Finding Sally: Riveting Doc Traces Family’s Search for a Lost Aunt… And the Truth
By Linda Barnard
Rating: B
With the postponement of this year’s Hot Docs International Film Festival because of the coronavirus crisis, the Canadian Broadcast Corporation is airing a selection of films that would have been screened at this year’s festival.
Staunch women, declared Little Edie Beale in the Maysles brothers’ 1976 documentary Grey Gardens, don’t weaken. No matter what. So it is with Canadian-Ethiopian filmmaker Tamara Mariam Dawit and her aunts, the four formidable sisters at the heart of her documentary, Finding Sally.
They have a long-held family secret to share and a means to do it through Dawit’s lens.
Dawit knew her Ethiopian aunts as creative, educated, politically engaged women who were raised in privilege in both Ottawa and Addis Ababa, daughters of a diplomat who served under Ethiopian Emperor Haile Selassie. In fact, he was Selassie’s godson.
But Dawit didn’t know about her vivacious fifth aunt Selamawit, the one they called Sally, the life of the party with a political spirit and a tender heart. Married to a revolutionary leader, she disappeared after going underground with him at age 23 during a period of violent military dictatorship in Ethiopia, both wanted as members of the Ethiopian People’s Revolutionary Party.
It took 10 years for the aunts to learn Sally had died in a remote northern village. But knowing how and why eluded them.
Dawit, who was born in Ottawa and now lives in Addis Ababa, first heard about Sally on a trip to Ethiopia when she was 30, a journey sparked by her desire to learn more about her African heritage. She discovered a photo hanging over the fireplace in her grandmother’s house. Who was the beautiful young woman with the charmingly crooked smile and towering beehive hairdo?

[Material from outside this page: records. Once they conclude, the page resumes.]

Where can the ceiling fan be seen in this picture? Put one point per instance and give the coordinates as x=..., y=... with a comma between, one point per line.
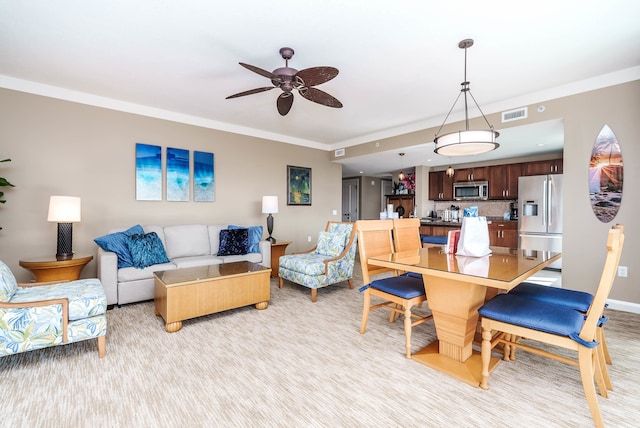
x=288, y=79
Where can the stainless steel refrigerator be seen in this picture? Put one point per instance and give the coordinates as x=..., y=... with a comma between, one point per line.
x=540, y=213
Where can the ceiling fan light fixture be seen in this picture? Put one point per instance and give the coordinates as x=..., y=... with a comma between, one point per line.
x=466, y=142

Finding Sally reveals a fascinating family story, one Dawit uncovers with the help of her aunts as she unravels the 30-year-old mystery behind Sally’s disappearance.
The documentary also examines of Ethiopia’s lesser-known, troubled political history, told through news footage and photos.

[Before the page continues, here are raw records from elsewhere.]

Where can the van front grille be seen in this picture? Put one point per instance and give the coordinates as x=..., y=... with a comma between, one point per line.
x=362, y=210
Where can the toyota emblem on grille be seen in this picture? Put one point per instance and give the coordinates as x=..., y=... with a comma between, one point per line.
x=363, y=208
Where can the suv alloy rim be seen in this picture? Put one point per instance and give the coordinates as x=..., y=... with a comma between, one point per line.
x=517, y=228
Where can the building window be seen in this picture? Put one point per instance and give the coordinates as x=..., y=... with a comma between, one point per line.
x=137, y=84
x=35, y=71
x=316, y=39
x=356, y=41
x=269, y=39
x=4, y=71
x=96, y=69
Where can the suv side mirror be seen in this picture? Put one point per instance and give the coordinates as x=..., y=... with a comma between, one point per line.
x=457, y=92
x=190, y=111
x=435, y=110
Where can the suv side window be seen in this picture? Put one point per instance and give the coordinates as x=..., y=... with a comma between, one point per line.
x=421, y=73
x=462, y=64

Dawit’s grandmother and her aunts were reluctant to talk about Sally and her disappearance over the years, repressing memories as part of the culture of silence that grew up around the terrifying time in the 1970s after Selassie was deposed by a military coup. Their father was considered a counterrevolutionary by the new totalitarian regime. The brutality of the Red Terror followed, where some 500,000 young people protesting for change were murdered under military dictator Mengistu Haile Mariam.
The fascinating aunts are worthy of their own documentary, but given the 75-minute runtime of Finding Sally, Dawit isn’t able to devote much time to their stories. Former UN aid worker Menbere is the family historian. Tsion is a retired teacher. Kibre is an artist and Ethiopia’s first Transcendental Meditation teacher.
I’m fascinated by Brutawit, the former senior banker, now a current-affairs TV show host, who ignores the risks of exposing corruption. Like Sally, the aunts are politically engaged and dedicated to the lessons their father taught them about the need to serve their country.
It’s why they all ended up eventually returning to Addis Ababa from Canada. They had moved there as a family when their father was posted to the newly opened Ethiopian embassy in 1968. The aunts, including Sally, stayed to finish university when he was transferred to the Ethiopian embassy in Sudan.
They tell stories sticking out as a rarely seen Black family in white Ottawa. One person even asked if they were The Supremes. Then-Prime Minister Pierre Trudeau danced with their mother at an event, complimenting their father on his beautiful daughters. The diplomat was not amused.
Dawit and her aunts eventually visit the village where Sally was believed to have stayed and worked in the community. The aunts stand on the edge of a terraced valley and call out to her in high voices across the vast space, unyielding, staunch women.
Finding Sally. Written and directed by Tamara Mariam Dawit. Airs April 30, 8 pm on CBC and CBC Gem; 9 p.m. on Documentary Channel.